PTPN7 is preferentially expressed in a variety of hematopoietic cells and is an early response gene in lymphokine-stimulated cells . The expression of PTPN7 is regulated by various stimuli, including lipopolysaccharide (LPS), which acts as an endotoxin and elicits strong immune responses in animals . Stimulation of RAW 264.7 cells with LPS leads to a transient decrease in the levels of PTPN7 mRNA and protein .

PTPN7 has been shown to act as a negative regulator of pro-inflammatory TNF-α (Tumor Necrosis Factor-alpha) production in macrophages . Overexpression of PTPN7 inhibits LPS-stimulated production of TNF-α, while knock-down of PTPN7 increases TNF-α production . This indicates that PTPN7 plays a critical role in modulating the inflammatory response in macrophages by negatively regulating the extracellular signal-regulated kinase 1/2 (ERK1/2) and p38 pathways .

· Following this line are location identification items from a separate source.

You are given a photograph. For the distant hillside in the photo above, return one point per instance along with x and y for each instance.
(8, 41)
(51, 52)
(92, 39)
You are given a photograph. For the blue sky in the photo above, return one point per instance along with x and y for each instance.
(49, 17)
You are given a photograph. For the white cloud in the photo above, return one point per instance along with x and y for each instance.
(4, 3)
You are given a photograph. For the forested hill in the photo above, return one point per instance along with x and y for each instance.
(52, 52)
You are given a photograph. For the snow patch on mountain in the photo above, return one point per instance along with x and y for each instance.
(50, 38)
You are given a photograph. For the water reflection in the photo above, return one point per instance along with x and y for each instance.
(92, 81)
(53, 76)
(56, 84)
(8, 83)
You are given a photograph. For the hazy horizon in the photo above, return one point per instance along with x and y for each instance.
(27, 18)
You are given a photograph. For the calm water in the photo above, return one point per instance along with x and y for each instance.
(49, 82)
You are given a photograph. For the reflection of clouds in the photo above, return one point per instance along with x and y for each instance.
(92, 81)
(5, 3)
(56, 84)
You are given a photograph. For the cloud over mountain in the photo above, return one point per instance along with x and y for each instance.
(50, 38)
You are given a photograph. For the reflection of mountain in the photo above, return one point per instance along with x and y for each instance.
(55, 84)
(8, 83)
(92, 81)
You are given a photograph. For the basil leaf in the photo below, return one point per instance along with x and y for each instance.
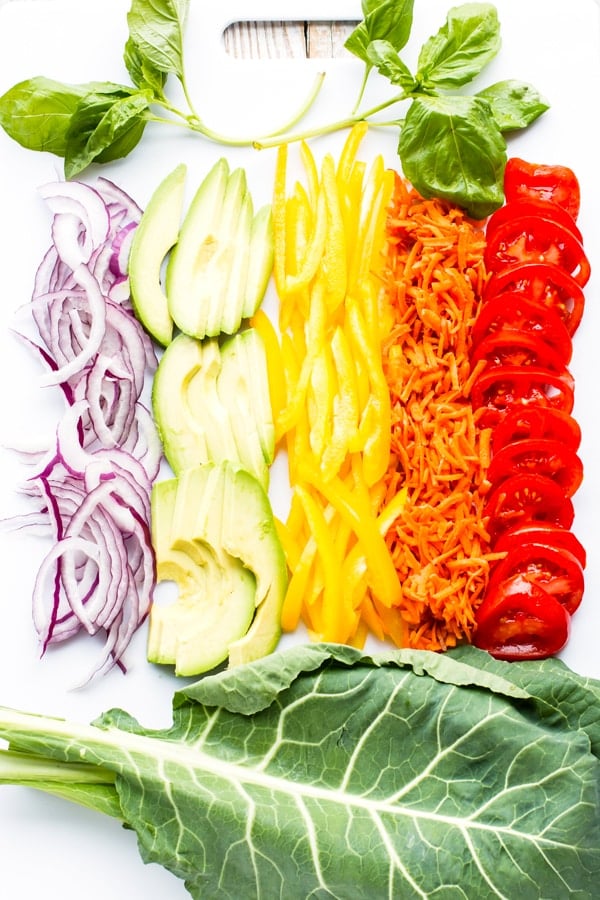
(390, 20)
(386, 60)
(104, 127)
(143, 74)
(461, 48)
(452, 148)
(37, 113)
(156, 28)
(514, 104)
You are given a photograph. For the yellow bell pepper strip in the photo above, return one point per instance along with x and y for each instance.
(336, 418)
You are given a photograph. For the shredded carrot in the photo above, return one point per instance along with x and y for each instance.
(434, 280)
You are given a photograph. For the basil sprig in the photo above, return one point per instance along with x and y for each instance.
(451, 143)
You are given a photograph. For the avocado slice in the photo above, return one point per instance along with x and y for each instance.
(153, 238)
(218, 271)
(211, 402)
(215, 520)
(243, 386)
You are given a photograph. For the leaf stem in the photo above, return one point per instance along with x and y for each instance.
(339, 125)
(195, 123)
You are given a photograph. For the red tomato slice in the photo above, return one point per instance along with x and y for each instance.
(516, 312)
(501, 388)
(525, 499)
(559, 184)
(532, 206)
(528, 239)
(539, 533)
(524, 422)
(544, 456)
(508, 347)
(520, 620)
(553, 568)
(545, 284)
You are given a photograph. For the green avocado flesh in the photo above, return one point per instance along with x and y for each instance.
(152, 240)
(215, 536)
(210, 401)
(218, 271)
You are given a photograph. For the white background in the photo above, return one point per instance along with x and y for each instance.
(50, 848)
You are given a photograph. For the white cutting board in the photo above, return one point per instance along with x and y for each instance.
(47, 847)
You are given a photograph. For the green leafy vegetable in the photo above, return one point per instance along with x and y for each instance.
(436, 130)
(462, 47)
(454, 143)
(322, 771)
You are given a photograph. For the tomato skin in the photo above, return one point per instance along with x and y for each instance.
(539, 533)
(555, 183)
(544, 284)
(519, 620)
(555, 569)
(508, 347)
(532, 206)
(501, 388)
(534, 422)
(525, 499)
(545, 456)
(514, 312)
(528, 238)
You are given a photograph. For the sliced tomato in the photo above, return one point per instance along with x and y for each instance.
(537, 422)
(501, 388)
(532, 206)
(514, 311)
(520, 620)
(542, 283)
(527, 239)
(555, 569)
(525, 499)
(544, 456)
(509, 347)
(529, 180)
(539, 533)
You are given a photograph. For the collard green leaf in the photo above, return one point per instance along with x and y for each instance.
(387, 62)
(37, 113)
(324, 772)
(389, 20)
(468, 40)
(514, 104)
(105, 126)
(156, 27)
(452, 148)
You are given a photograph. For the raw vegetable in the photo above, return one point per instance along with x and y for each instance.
(102, 121)
(434, 277)
(451, 144)
(559, 184)
(90, 490)
(152, 241)
(335, 419)
(210, 401)
(220, 800)
(535, 250)
(215, 536)
(218, 270)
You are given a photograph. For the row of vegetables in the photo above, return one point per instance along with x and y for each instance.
(532, 306)
(369, 544)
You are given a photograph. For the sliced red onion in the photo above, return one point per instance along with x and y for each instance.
(81, 220)
(92, 488)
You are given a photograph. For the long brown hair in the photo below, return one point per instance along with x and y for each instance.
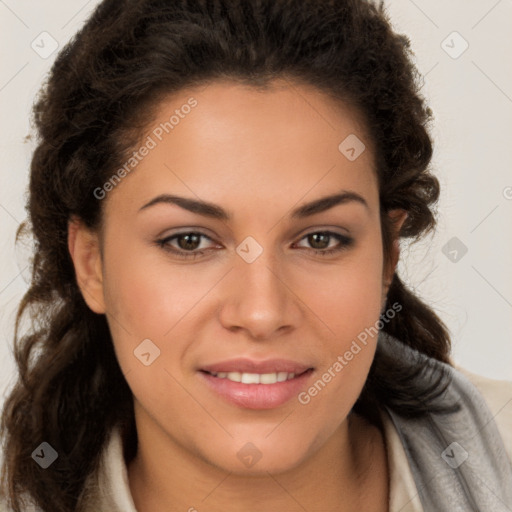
(99, 97)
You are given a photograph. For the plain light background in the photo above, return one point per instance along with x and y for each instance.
(464, 271)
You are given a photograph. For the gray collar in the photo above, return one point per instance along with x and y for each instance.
(458, 459)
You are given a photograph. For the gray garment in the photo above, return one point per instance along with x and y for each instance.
(458, 459)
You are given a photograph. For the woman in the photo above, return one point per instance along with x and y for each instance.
(187, 148)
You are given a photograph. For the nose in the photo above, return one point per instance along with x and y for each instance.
(259, 300)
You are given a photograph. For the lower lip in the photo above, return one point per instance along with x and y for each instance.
(257, 396)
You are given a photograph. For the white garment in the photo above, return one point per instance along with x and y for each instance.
(115, 494)
(111, 493)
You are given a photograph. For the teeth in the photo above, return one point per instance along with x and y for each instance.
(255, 378)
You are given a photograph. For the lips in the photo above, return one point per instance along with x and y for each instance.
(243, 365)
(253, 384)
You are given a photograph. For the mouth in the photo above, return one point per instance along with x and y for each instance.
(257, 378)
(251, 390)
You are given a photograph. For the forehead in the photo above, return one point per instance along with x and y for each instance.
(233, 139)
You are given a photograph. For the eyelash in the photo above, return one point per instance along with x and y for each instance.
(344, 243)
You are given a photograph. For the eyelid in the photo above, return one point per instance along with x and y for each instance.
(344, 242)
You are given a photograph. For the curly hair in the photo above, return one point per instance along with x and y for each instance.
(101, 93)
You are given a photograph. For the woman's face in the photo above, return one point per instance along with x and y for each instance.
(236, 278)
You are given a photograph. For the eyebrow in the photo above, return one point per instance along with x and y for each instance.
(216, 212)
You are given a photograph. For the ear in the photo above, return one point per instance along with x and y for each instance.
(397, 217)
(84, 248)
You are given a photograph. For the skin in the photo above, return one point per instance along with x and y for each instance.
(258, 155)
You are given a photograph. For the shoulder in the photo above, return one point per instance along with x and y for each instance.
(498, 396)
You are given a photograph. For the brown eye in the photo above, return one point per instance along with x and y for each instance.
(319, 242)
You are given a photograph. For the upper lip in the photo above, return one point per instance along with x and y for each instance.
(244, 365)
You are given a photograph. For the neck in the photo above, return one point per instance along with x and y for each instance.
(349, 472)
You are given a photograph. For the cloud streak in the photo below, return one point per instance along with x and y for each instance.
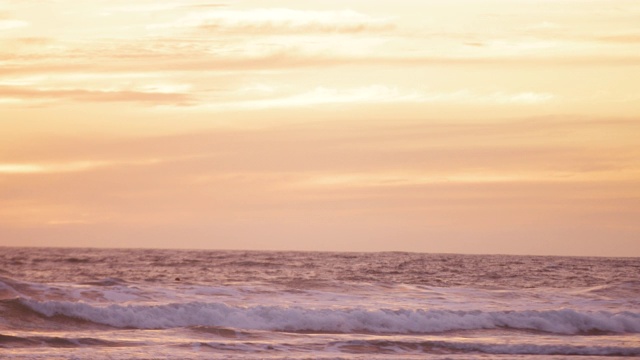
(279, 21)
(24, 93)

Given its role in regulating immune responses and cell signaling, PTPN7 is of significant interest in the context of diseases such as juvenile myelomonocytic leukemia . Understanding the function and regulation of PTPN7 can provide insights into potential therapeutic targets for treating immune-related disorders and certain types of cancer.

Recombinant human PTPN7 is produced in E. coli and is a single polypeptide chain containing 384 amino acids with a molecular mass of 43.1 kDa . This recombinant protein is used in various research applications to study its function and role in cellular processes.